Mindset Mondays: Susan David — Emotional Agility


Do you ever get tired of hearing people tell you to “just stay positive” when things aren’t going right?

Sometimes, when life gets really hard, suppressing your true feelings and emotions and forcing a smile isn’t the answer. According to Harvard psychologist Susan David, suppressing difficult emotions doesn't make them disappear — it just makes them grow.

In her book Emotional Agility, David argues that true resilience isn't about being happy all the time. It’s about how we navigate our inner world.

When a difficult emotion hits — whether it's anger, anxiety, or imposter syndrome — most people react in one of two ways:

  • The Bottler: You push the feeling down, pretend everything is fine, and march on. (Spoiler: It usually explodes later).

  • The Brooder: You lose yourself in the emotion. You loop it on replay, obsessing over the wrongness of the situation, letting it cloud your entire day.

In both scenarios, you are "hooked." Your emotions have hijacked your thoughts and are now driving your behavior.

Emotional agility is the antidote. It is the ability to experience your thoughts and feelings with flexibility, curiosity, and intention, rather than letting them dictate your actions.

Here are 4 steps to building emotional agility:

1. Show Up: Stop fighting your feelings — name them and face them with compassion.

2. Step Out: Create a gap between yourself and the feeling. Instead of saying, “I am stressed,” say, “I am noticing that I am feeling stressed.” This reminds you that you are the observer, not the emotion.
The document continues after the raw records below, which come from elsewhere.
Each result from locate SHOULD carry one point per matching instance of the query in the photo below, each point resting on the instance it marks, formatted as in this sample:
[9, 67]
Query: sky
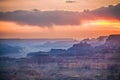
[75, 19]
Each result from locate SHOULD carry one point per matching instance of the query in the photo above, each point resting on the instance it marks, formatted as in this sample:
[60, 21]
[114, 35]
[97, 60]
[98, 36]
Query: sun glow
[109, 23]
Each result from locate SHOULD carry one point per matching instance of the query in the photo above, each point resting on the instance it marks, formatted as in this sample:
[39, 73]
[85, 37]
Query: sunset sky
[75, 19]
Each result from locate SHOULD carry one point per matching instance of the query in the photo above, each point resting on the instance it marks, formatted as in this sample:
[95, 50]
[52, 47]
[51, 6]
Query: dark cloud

You are the sky; the emotion is just a passing cloud.

3. Walk Your Why: Your feelings are just data. They are flashing neon signs pointing directly to what you care about.
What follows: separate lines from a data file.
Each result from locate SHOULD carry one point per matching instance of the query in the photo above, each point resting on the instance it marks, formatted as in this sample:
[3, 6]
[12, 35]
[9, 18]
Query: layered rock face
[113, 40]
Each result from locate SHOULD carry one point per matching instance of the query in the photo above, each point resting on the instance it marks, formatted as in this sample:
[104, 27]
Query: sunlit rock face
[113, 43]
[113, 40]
  • If you feel intense anxiety before a big game or major presentation, that’s data telling you that you value excellence.

  • If you feel guilty about working late, that’s data telling you that you value family connection.

4. Move On: Once you know what you value, make small, deliberate tweaks to your daily habits, responses, and mindset that align with those values. It’s about making choices that serve the person you want to become.

Susan David once said, “Discomfort is the price of admission to a meaningful life.” Your emotions will try to hook you, but remember mindset master and Emotional Agility isn’t about getting rid of all negative thoughts. It’s about learning how to navigate the obstacles in your way while dancing in the rain, reading the data your emotions provide, and walking your why — one small, intentional step at a time.

Something to Think About

How can you better identify, name, and learn from your emotions instead of being hooked by them?